Laws passed by legislators and voters can have tremendous far-reaching effect on animals, on either a positive or negative basis.  For that reason, ADLA has always maintained an active campaign on state legislative issues. ADLA volunteer lobbyists track bills through the Arizona Legislature and inform animal advocates about measures that affect animals, including bills that target the citizen initiative process, which is our most important tool for protecting animals.
 
ADLA volunteers have worked to build coalitions with other animal protection organizations, conservation groups, animal shelters, government agencies, and others to help ensure a comprehensive approach to legislation.  With limited resources ADLA and its partners strive to pass beneficial laws and prevent bad bills from becoming law.
 
Arizona citizens care deeply about animals and have a long track record of voting for animal protection laws.  However, many lawmakers do not share that sentiment. Sometimes it is virtually impossible to get animal protection bills through the legislature.  Fortunately Arizona has a public initiative process where citizens can take issues directly to the public. For example, after forty years of failed legislative attempts to ban cockfighting, ADLA volunteers helped place the measure on the 1998 ballot, where it passed by a landslide vote. ADLA has been involved in several other ballot measure campaigns including the following:

2010: ADLA, the Arizona Sierra Club, and the Humane Society of the US defeated a constitutional ‘right to hunt’ ballot referendum that would have given sole authority over wildlife policy to the state legislature, and could have nullified the ban on traps and poisons on public lands.
 

2008:  ADLA was a member of a coalition that defeated a ballot measure that would have killed the citizen initiative process. Voters defeated this deceptive measure by a landslide margin of 66% - 34%.  

 

2006: ADLA was a supporting organization of the citizen initiative that banned the cruel confinement of pregnant pigs and veal calves. Arizona voters passed this measure by a 62% to 38% margin.

 

2002: ADLA led the opposition to a legislative ballot referendum that would have permitted slot machines at greyhound racetracks. The measure was defeated by an 80% to 20% margin.
 

2000: ADLA led the opposition campaign to a legislative ballot referendum that would have required any wildlife-related initiative to pass by a 2/3 majority vote. Despite that we were outspent 7 to 1, voters defeated the measure.
 

1998: ADLA volunteers helped place a measure on the ballot to ban cockfighting.  Voters overwhelmingly passed the measure by a 2 to 1 margin, making Arizona the 46th state to ban this barbaric blood sport.  
 

1994: After failed legislative attempts, ADLA’s predecessor organizations worked to place a measure on the ballot to ban cruel leg-hold traps and poisons on Arizona’s public lands.    
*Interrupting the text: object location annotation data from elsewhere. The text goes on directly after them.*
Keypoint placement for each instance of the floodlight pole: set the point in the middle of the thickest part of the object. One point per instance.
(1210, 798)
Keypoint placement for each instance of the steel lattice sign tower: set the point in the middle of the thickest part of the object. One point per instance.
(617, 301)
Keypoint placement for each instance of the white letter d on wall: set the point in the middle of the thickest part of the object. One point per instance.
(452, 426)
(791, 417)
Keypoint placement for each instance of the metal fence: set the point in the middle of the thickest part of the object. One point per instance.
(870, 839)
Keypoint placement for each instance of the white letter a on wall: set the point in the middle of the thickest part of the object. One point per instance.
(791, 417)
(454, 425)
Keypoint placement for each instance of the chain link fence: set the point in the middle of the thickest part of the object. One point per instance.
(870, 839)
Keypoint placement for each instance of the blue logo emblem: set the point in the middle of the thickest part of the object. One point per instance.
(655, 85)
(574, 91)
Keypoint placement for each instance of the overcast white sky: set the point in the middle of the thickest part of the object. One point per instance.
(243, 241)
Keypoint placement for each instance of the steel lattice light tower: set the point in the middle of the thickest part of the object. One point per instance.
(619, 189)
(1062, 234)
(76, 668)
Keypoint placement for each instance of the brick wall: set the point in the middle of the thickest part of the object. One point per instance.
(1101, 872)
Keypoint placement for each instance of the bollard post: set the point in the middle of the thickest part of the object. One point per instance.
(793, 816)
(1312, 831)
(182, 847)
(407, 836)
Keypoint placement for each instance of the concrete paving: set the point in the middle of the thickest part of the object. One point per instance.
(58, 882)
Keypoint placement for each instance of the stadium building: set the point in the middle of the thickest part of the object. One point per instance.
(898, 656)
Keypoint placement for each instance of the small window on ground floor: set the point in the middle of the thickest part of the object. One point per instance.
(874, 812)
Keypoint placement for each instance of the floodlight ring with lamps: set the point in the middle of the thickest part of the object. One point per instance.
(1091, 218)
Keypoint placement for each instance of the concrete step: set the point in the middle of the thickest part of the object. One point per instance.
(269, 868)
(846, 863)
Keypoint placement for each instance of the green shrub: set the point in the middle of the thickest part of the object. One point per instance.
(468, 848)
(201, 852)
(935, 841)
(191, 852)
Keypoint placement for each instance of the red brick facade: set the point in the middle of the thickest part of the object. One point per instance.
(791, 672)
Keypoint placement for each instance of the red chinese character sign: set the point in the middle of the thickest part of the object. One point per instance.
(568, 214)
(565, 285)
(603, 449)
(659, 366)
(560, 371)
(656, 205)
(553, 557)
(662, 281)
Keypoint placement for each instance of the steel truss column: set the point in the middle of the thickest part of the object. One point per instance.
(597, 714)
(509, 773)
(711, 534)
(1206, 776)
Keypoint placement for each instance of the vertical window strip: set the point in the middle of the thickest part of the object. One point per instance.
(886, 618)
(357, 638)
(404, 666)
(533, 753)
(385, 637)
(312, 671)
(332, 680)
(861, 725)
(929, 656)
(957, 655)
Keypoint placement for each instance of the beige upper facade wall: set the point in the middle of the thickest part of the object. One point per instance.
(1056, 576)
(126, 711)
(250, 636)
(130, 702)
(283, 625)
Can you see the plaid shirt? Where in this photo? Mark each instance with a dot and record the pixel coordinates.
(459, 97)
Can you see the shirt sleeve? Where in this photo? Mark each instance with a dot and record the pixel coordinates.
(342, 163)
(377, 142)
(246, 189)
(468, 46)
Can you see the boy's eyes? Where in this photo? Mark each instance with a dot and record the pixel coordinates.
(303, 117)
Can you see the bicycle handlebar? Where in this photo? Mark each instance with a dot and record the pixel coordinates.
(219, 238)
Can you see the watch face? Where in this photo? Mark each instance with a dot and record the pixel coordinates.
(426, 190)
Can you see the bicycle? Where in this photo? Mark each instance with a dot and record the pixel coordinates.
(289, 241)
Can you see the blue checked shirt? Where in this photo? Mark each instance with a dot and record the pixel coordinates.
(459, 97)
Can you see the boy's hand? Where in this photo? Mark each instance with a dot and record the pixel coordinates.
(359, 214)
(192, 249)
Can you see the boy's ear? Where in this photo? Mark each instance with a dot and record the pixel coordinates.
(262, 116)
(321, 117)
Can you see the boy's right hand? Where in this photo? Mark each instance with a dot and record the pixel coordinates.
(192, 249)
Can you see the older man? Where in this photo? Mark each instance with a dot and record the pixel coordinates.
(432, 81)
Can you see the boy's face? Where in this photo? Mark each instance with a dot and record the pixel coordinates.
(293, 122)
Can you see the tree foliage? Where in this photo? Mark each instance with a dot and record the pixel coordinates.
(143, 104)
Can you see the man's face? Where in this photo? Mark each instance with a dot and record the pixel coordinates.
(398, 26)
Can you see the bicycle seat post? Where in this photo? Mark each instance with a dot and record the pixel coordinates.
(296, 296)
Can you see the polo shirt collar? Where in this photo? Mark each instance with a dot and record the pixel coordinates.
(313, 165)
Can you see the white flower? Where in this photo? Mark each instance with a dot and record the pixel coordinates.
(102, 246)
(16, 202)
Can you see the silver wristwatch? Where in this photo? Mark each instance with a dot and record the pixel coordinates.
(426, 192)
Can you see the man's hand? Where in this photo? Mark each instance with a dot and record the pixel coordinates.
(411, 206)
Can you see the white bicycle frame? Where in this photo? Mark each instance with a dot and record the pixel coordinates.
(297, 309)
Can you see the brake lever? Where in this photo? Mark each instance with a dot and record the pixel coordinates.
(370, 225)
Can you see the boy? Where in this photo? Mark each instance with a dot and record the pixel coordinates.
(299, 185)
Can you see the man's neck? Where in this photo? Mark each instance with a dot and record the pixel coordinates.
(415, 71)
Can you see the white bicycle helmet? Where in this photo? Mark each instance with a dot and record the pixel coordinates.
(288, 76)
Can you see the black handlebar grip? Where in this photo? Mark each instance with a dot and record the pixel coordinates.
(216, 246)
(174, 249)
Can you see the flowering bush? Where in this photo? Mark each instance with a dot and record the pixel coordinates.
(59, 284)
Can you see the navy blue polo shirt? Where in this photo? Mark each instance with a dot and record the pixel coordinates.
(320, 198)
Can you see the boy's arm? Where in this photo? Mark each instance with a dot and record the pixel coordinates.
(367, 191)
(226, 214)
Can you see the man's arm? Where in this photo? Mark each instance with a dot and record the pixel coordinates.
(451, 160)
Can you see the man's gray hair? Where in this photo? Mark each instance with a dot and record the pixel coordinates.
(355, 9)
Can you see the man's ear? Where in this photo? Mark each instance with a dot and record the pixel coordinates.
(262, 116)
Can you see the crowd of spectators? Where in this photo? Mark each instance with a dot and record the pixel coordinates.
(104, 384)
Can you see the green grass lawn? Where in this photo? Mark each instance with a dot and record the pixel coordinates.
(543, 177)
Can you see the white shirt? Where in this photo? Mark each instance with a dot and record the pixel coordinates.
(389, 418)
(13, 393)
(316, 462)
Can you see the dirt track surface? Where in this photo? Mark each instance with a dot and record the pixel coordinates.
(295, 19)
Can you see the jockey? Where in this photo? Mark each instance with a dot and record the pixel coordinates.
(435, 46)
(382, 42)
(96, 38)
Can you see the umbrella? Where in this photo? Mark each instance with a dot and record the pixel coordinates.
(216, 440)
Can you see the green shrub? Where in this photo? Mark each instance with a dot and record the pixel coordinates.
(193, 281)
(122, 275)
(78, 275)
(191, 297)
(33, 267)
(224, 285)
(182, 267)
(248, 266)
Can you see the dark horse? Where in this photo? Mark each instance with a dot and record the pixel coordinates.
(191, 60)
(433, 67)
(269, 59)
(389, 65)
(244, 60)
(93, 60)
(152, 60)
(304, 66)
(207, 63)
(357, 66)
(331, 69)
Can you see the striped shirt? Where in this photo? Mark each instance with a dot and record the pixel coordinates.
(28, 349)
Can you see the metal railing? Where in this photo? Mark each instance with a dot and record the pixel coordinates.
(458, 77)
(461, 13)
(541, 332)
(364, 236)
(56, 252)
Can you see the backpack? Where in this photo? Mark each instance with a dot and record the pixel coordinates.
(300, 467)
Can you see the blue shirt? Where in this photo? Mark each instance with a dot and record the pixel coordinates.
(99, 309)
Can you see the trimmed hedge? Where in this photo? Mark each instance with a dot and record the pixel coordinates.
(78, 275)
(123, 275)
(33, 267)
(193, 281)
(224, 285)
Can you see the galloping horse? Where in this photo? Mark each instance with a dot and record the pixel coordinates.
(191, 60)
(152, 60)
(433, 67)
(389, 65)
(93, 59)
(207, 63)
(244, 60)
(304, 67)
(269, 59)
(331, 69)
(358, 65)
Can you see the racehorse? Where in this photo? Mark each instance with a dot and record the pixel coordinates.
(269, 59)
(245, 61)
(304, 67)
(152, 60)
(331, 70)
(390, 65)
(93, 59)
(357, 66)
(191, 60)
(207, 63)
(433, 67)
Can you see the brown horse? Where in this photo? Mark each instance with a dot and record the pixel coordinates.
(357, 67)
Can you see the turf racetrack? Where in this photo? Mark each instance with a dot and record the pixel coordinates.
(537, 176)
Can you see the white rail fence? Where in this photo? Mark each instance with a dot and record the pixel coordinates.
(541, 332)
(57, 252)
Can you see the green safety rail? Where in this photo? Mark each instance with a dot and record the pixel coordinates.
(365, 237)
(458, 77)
When the legislative session ends, we continue our efforts to build relationships with lawmakers and other animal protection groups, and plan for upcoming sessions.  Following each session ADLA publishes a legislative report which includes background on bills affecting animals, and how lawmakers voted on key bills.   

For those that care about animals, one of the most important actions they can take is to vote.  ADLA partners with a number of organizations to get citizens registered to vote in upcoming elections.